Just like the first stanza, the second stanza begins with a rhetorical question. The word ‘candles’ is an instance of visual imagery and a symbol of funeral and death within the context of the poem. In the second line, we are told that these candles are held in the eyes, not in the hands of the surviving youths to bid their fallen comrades farewell. It is possible that the surviving youths themselves are wounded or maimed and so cannot carry the candles. They can only watch helplessly as their late comrades are given their final rites of departure from the world. There is a caesura in the second line in the form of a comma. The third line is a continuation of the first second and contains alliteration, visual imagery and euphemism as its dominant tropes. The expression ‘shall shine’ is an example of alliteration, seen in the repetition of the voiceless fricative sound in ‘shall’ and ‘shine’. The expression ‘glimmers’ is an instance of visual imagery while ‘goodbyes’ is a euphemism for death.
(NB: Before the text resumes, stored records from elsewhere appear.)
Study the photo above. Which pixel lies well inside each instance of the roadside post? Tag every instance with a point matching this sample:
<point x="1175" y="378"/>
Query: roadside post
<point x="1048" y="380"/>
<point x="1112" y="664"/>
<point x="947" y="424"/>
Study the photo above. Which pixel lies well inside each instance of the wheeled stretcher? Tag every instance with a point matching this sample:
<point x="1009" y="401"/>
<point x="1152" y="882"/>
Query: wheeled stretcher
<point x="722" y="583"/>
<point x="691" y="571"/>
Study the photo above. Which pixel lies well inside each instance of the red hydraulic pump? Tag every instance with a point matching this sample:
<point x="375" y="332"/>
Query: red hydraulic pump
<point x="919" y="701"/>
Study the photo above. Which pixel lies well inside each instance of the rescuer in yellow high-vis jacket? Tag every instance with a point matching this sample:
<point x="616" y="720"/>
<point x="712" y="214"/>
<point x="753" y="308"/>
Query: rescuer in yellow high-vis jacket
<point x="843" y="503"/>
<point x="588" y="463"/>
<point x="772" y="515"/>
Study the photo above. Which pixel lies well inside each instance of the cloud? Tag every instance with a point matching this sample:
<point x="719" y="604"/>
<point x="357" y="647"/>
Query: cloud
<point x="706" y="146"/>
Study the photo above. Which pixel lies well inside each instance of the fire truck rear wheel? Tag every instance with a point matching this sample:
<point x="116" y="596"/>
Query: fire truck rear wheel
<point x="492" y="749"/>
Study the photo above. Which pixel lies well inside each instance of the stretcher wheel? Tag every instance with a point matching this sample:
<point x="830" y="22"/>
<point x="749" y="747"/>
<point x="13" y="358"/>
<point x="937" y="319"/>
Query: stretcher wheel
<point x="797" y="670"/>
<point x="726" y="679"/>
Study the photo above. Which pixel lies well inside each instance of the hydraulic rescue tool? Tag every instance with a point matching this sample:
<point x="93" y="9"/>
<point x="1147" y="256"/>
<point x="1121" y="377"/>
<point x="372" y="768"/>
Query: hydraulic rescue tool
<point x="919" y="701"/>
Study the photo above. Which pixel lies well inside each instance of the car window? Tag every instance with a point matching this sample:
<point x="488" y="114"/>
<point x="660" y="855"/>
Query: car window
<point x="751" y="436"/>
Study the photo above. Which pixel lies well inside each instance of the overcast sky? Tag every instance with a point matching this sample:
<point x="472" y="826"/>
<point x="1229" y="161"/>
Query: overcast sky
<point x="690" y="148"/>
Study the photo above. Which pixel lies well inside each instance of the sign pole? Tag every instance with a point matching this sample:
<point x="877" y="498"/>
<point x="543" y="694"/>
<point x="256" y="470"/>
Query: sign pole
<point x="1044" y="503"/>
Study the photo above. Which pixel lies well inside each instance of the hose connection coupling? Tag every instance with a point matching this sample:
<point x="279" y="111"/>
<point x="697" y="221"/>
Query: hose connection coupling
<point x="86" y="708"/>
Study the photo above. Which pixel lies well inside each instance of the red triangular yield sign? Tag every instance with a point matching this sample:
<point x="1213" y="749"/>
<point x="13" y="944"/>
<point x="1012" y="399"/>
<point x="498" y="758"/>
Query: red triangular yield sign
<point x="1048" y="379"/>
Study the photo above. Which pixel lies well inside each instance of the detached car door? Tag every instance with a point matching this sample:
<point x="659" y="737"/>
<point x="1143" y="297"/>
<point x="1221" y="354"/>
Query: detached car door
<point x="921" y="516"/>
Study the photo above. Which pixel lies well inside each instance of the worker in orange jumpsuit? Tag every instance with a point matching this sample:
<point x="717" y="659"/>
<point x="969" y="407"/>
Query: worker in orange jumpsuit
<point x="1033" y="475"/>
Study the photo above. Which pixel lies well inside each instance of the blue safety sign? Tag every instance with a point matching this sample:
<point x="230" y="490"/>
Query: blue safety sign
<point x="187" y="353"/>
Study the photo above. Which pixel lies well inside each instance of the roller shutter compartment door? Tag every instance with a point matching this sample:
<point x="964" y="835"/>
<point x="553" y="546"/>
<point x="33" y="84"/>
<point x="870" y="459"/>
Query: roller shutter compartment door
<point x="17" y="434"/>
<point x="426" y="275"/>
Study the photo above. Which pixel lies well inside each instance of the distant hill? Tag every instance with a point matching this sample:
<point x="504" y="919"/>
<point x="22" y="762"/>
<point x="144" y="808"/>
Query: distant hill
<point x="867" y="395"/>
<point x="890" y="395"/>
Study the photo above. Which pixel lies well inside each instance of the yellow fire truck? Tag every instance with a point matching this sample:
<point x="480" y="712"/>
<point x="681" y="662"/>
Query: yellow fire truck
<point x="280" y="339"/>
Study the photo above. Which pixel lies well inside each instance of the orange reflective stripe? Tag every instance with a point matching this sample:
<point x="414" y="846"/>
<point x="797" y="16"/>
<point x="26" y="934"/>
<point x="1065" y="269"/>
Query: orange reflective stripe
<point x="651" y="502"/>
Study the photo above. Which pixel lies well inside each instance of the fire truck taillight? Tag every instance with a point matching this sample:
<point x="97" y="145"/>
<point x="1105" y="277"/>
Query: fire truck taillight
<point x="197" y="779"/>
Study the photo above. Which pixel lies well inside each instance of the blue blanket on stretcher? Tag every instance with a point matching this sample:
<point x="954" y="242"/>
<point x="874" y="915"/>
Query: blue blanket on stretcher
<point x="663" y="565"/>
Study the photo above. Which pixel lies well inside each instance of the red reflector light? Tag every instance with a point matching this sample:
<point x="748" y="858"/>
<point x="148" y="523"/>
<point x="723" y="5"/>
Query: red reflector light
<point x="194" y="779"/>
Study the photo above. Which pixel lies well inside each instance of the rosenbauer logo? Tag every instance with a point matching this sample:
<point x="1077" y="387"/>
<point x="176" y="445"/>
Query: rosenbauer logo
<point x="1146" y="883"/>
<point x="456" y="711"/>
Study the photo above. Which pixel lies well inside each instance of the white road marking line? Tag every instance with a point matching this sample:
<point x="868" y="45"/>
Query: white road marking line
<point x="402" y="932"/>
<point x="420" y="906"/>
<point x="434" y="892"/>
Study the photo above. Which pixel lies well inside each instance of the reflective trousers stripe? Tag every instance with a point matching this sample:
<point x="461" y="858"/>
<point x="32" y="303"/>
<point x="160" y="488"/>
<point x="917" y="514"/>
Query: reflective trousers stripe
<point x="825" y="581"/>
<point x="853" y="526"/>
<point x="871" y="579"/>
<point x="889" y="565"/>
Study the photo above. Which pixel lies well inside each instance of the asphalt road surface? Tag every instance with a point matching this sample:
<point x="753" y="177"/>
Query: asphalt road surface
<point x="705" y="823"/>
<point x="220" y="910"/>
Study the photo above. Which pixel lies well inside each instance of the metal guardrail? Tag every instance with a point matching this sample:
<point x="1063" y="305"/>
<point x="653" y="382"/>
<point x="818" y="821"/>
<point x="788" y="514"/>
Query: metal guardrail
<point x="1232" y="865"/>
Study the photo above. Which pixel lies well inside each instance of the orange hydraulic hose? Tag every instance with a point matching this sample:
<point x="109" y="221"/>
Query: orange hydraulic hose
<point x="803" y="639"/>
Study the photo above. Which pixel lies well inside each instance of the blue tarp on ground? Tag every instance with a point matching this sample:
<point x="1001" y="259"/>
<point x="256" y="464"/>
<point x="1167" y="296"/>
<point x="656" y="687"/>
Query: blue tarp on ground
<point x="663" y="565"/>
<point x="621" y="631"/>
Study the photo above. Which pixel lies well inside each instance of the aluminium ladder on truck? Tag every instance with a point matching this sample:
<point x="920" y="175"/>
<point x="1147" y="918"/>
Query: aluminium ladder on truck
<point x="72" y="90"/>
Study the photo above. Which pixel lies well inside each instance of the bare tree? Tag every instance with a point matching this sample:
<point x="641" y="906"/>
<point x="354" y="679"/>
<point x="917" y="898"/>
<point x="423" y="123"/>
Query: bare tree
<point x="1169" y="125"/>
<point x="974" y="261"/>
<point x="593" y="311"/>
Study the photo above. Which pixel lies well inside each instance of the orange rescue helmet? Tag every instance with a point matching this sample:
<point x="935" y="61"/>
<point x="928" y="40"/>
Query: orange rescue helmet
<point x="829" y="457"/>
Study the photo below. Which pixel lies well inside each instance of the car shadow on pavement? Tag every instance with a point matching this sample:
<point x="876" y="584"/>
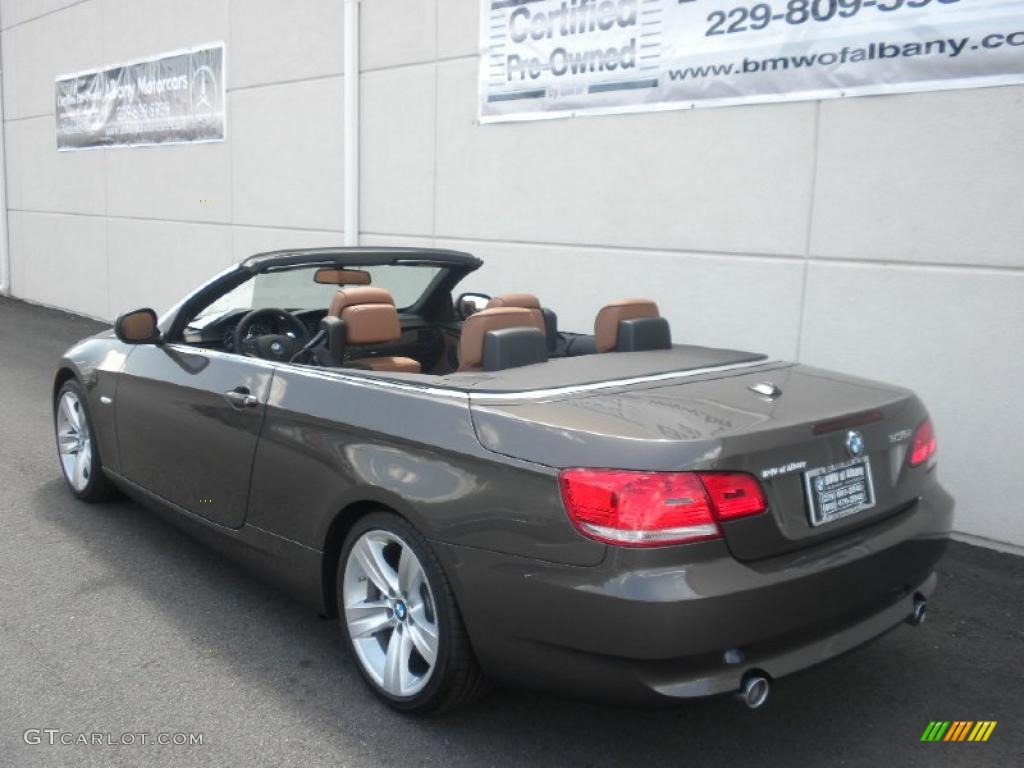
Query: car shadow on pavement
<point x="867" y="708"/>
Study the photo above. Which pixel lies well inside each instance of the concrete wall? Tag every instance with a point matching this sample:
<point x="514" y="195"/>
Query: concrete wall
<point x="881" y="236"/>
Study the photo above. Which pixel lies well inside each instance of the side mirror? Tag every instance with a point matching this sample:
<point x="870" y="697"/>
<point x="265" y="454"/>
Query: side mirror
<point x="470" y="303"/>
<point x="137" y="327"/>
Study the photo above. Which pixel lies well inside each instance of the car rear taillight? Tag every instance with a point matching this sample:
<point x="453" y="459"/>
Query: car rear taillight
<point x="653" y="509"/>
<point x="733" y="494"/>
<point x="924" y="445"/>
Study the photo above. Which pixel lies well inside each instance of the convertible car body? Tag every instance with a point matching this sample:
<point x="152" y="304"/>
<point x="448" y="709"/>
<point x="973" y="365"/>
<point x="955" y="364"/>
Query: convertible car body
<point x="480" y="496"/>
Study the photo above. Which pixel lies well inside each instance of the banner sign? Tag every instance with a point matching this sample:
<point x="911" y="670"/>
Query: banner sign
<point x="546" y="58"/>
<point x="173" y="98"/>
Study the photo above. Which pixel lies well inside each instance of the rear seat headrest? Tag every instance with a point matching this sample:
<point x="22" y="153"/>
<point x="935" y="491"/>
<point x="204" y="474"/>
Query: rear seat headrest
<point x="477" y="326"/>
<point x="607" y="321"/>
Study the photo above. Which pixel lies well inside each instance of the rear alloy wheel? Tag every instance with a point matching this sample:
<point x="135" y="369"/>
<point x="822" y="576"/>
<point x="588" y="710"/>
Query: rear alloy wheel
<point x="76" y="445"/>
<point x="400" y="619"/>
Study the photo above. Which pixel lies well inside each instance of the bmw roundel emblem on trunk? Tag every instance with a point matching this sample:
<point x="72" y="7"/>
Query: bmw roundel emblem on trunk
<point x="854" y="442"/>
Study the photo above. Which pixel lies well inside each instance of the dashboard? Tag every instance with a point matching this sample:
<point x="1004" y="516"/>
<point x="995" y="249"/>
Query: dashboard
<point x="217" y="332"/>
The fourth line speaks of how the wives, mothers or girlfriends of the departed youths mourn and suffer while wishing them the final farewell. The word ‘pallor’ means an unhealthy pale appearance and it is used to describe the eyebrows of the mourning girls. The entire line is a metaphor as the girls’ brows are compared to palls – a cloth spread over a coffin or a grave or any device used to carry the dead.

In the penultimate line, it is seen that the girls also carry flowers, another symbol of funeral and death within the context of the poem. This line too is a metaphor as the flowers are compared to ‘the tenderness of patient minds’. Flowers are usually used to mourn or remember the dead. The final line is a fitting closure for a poem about death and untimely departure from the world. Most of the imagery it deploys suggests closure or ending. An example is ‘dusk’ which is twilight, a moment in the evening that signals the end of the day. Another imagery that suggests closure or ending is captured in ‘drawing-down of blinds’, a dramatic gesture that brings every play to an end. But in this case, lives and a poem that describes the loss of these lives.

Through such poetic tropes as rhetorical question, alliteration, visual imagery, euphemism and caesura, the poet dramatises to us the idea of death through war as a catastrophic phenomenon that brings grief to the hearts of those alive and which inevitably brings all forms of relationships to an abrupt ending.